La France a été très brutalement confrontée au salafisme en mars dernier avec les tueries de Toulouse et Montauban, perpétrées par Mohammed Merah. On a très vite su que celui-ci était proche des milieux salafistes et que le jeune homme avait fait plusieurs séjours dans les camps afghans. Reste à savoir si les services de renseignements ont sous-estimé le danger potentiel que représentait Merah, qui pourtant avait été parfaitement repéré et «débriefé» lors de son retour en France.
La volonté du gouvernement est sans doute aussi de mieux contrôler ce mouvement.
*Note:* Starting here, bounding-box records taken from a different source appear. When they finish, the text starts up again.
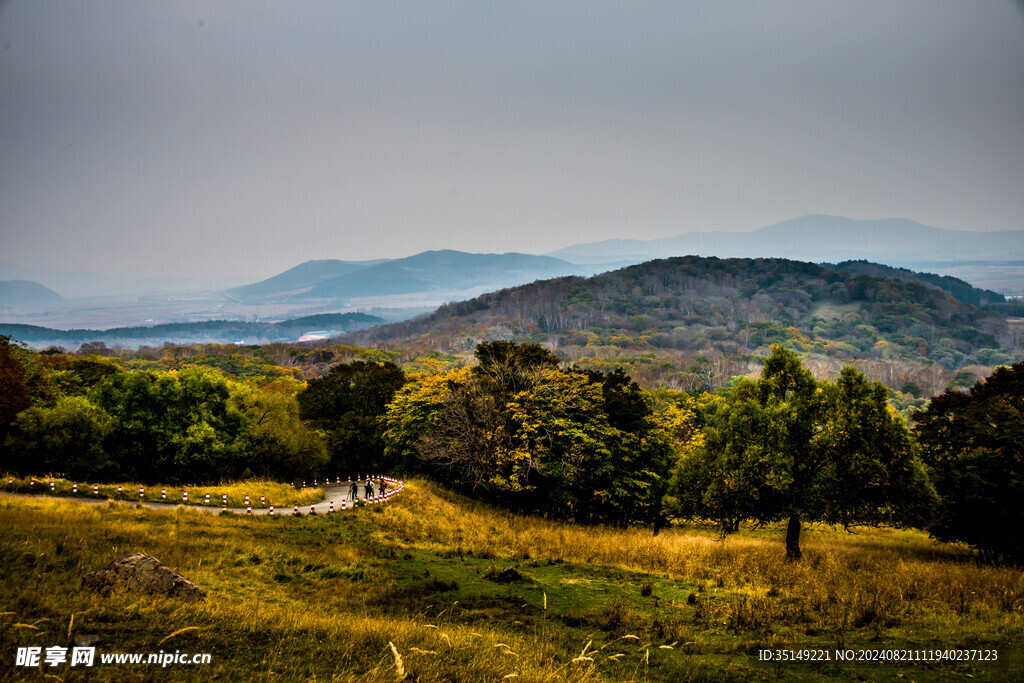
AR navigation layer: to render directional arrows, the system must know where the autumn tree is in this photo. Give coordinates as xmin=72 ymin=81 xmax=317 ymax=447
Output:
xmin=384 ymin=342 xmax=693 ymax=528
xmin=9 ymin=396 xmax=115 ymax=479
xmin=669 ymin=346 xmax=935 ymax=559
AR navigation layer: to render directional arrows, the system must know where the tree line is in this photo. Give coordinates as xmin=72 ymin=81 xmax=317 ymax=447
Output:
xmin=0 ymin=339 xmax=1024 ymax=559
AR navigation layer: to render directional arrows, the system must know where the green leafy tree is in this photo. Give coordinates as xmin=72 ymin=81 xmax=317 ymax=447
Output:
xmin=9 ymin=396 xmax=114 ymax=479
xmin=298 ymin=360 xmax=406 ymax=472
xmin=914 ymin=362 xmax=1024 ymax=561
xmin=88 ymin=368 xmax=248 ymax=483
xmin=231 ymin=380 xmax=330 ymax=480
xmin=670 ymin=346 xmax=935 ymax=559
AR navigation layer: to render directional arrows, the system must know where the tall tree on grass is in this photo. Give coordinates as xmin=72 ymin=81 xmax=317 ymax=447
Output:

Car les salafistes, qui n'étaient que quelques dizaines au début des années 90, ont connu une progression très forte.
L'immense majorité des musulmans de France ne se reconnaît pas dans ce mouvement, mais les salafistes ont le don de savoir faire monter les enchères : en se réclamant d'un islam pur et dur, ils tentent de culpabiliser tous ceux qui veulent vivre leur religion dans la tolérance. Ils finissent par avoir une influence occulte sur certains esprits, notamment des jeunes en quête d'absolu. Ils pratiquent volontiers le terrorisme intellectuel dans les cités où ils sont implantés. Comme tous les sectaires, ce sont des militants acharnés. Leur tactique est simple : mettre de l'huile sur le feu chaque fois que c'est possible. Un vrai danger pour la laïcité, et donc la République et sa sécurité.
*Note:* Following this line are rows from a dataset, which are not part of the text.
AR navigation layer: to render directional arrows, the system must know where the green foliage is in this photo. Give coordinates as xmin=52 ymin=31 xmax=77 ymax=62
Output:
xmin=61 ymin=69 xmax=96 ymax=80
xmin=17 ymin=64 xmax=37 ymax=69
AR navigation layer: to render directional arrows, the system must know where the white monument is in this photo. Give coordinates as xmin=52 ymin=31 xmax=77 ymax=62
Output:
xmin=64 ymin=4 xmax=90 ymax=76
Une mouvance radicale qui se développe
Samedi, quelque 250 personnes ont manifesté devant l'ambassade des États-Unis à Paris pour protester contre le film polémique qui embrase le monde arabe depuis plusieurs jours et s'est soldé par la mort de l'ambassadeur américain en Libye la semaine dernière (lire ci-dessous). 152 personnes ont été arrêtées par la police qui dispose par ailleurs d'images vidéo et de messages qui appelaient à ce rassemblement non-autorisé sur les réseaux sociaux. Dimanche soir, une enquête a été ordonnée pour identifier les organisateurs de la manifestation de la veille. Parmi les manifestants, beaucoup de femmes intégralement voilées et beaucoup d'hommes vêtus à la manière salafiste.
Qui sont-ils ?
Le salafisme en France est largement minoritaire. Alors qu'on compte quelque 6 à 7 millions de citoyens de confession musulmane en France, les salafistes seraient entre 10 000 et 20 000, contre quelques dizaines de fidèles au début des années 90. Des chiffres difficiles à établir, car les statistiques ethniques sont interdites en France.
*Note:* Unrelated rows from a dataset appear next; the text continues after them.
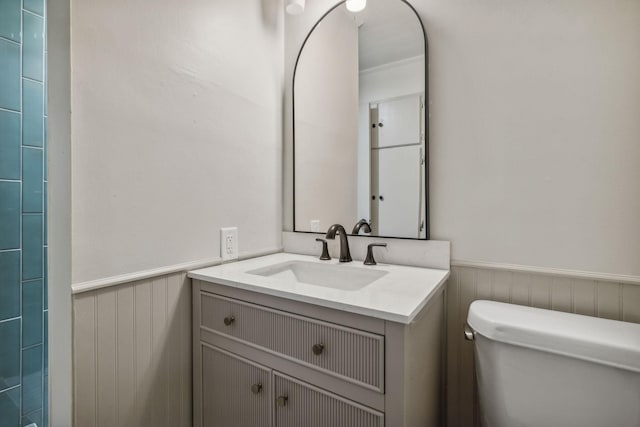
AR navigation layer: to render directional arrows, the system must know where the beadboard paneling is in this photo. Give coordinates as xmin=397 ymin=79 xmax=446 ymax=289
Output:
xmin=73 ymin=273 xmax=191 ymax=427
xmin=447 ymin=266 xmax=640 ymax=427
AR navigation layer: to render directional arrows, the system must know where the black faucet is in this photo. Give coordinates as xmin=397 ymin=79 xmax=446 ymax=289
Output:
xmin=326 ymin=224 xmax=352 ymax=262
xmin=351 ymin=218 xmax=371 ymax=234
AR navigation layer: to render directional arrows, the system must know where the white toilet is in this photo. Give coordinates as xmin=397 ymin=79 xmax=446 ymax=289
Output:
xmin=466 ymin=301 xmax=640 ymax=427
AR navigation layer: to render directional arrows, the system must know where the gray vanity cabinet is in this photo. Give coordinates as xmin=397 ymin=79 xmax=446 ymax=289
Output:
xmin=193 ymin=279 xmax=444 ymax=427
xmin=201 ymin=345 xmax=273 ymax=427
xmin=274 ymin=372 xmax=384 ymax=427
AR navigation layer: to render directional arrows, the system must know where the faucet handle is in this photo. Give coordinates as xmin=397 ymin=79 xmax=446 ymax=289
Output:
xmin=364 ymin=243 xmax=387 ymax=265
xmin=316 ymin=239 xmax=331 ymax=261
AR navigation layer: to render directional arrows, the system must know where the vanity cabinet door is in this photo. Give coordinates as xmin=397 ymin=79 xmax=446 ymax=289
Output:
xmin=201 ymin=344 xmax=273 ymax=427
xmin=273 ymin=372 xmax=384 ymax=427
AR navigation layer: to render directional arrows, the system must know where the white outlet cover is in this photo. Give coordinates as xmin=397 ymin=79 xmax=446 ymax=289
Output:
xmin=220 ymin=227 xmax=238 ymax=260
Les salafistes sont en tout cas une minorité très bruyante parfois - on l'a vu samedi - et activiste, qui arrive à attirer les jeunes notamment par un discours radical. Les salafistes - comme lors de la manifestation parisienne - sont souvent des jeunes de moins de 30 ans qui sont recrutés dans des séminaires, dans les banlieues et dans des lieux de cultes salafistes - il existe quelques mosquées salafistes, notamment à Paris, Lyon et Marseille - et de plus en plus sur internet où ils peuvent discuter et échanger entre eux sur des sites spécialisés. Le rassemblement de samedi a par ailleurs été également relayé par SMS les jours précédents.
Les salafistes, qui reprennent la manière de vivre du prophète Mahomet, ses tenues vestimentaires et sa longue barbe, sont issus de différents milieux allant de ceux qui sont exclus de la société à des étudiants bien intégrés de la classe moyenne.
Ces dernières années, le salafisme s'est aussi développé derrière les barreaux. En 2004, le sociologue Farhad Khosrokhavar, rappelle L'Express, alertait l'opinion sur le rôle néfaste des imams radicaux en détention. L'influence de ces prédicateurs serait d'autant plus grande que le nombre d'aumôniers musulmans - modérés - agréés par l'administration est encore trop faible, pointait l'an passé Jean-Marie Delarue, contrôleur général des prisons : 13 % des aumôniers alors que la proportion de détenus musulmans se situe, selon les évaluations, entre 30 et 50 %. Les experts estiment ainsi que c'est en prison, essentiellement, que Mohamed Merah s'est radicalisé.
Qui les finance ?
L'implantation du salafisme en France remonte au début des années 90 avec l'arrivée en provenance d'Algérie d'anciens militants du Front islamique du salut (FIS) fuyant la répression du régime. Vers le milieu des années 90, ce salafisme révolutionnaire algérien a été remplacé par un salafisme de type apolitique, influencé non plus par l'Algérie, mais par l'Arabie saoudite, qui a formé de nombreux imams français.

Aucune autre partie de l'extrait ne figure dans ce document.